Furthermore, there is strong pressure from vested interest to ensure that those schemes are “easily accessible to all farmers” – meaning paying for current practices or only marginal improvements. The Parliament even adopted amendments proposing to use eco-schemes to pay farmers for absurd things such as using a mobile application that helps them manage their nutrients, maintaining some zones where they don’t spray pesticides, or complying with national laws. An MEP likened the situation to a “polluter gets paid principle”.
Much of the details depend on choices that will be made this year by national agriculture ministries when designing the so-called CAP Strategic Plans. Eco-schemes could still be a force for good. Subsidies could be used to help livestock farmers transition to nature- and climate-friendly models. Carbon sinks could be protected through national regulations. However, history tells us that when given flexibility in the CAP, EU countries systematically chose the least ambitious path.
But this could still change. Young climate activists recently got involved in the CAP campaign, and the massive public pressure calling on the Commission to #WithdrawTheCAP has had noticeable impacts. A continued mobilisation of civil society throughout 2021 will be crucial to help the Commission, progressive member states and MEPs salvage what can be salvaged in the upcoming negotiations and to ensure that national governments design ambitious CAP Strategic Plans. It will be an uphill battle, but one worth fighting.
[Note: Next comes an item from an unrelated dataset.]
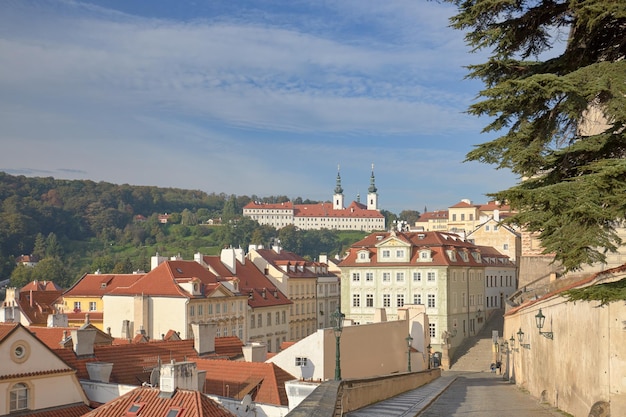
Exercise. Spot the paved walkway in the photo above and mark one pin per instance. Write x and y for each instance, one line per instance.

Opportunities lying ahead?
Beyond the CAP, other policy initiatives are shaping up which have the potential to speed up climate action in agriculture. For example, DG CLIMA’s Carbon Farming Initiative, which aims at developing a certification scheme for carbon sequestration in agriculture. The project bears potential to unlock private funding streams for the direly needed adoption of sustainable land management practices, with climate and wider environmental benefits. However, it also carries risks which must be carefully addressed by the Commission. For example, this must not lead to carbon credits being used to compensate for emissions reductions in other sectors.
Another crucial development is the new climate regulatory framework, which could change the way agricultural emissions are addressed. This, again, presents both risks and opportunities. A weak framework could renew the agriculture sector’s free pass. But an effective framework, which should include legally binding EU and national emissions reduction targets for agriculture, could force member states to take action both in and outside of the CAP.
The EEB will engage closely with these processes in the new year. We hope you will too.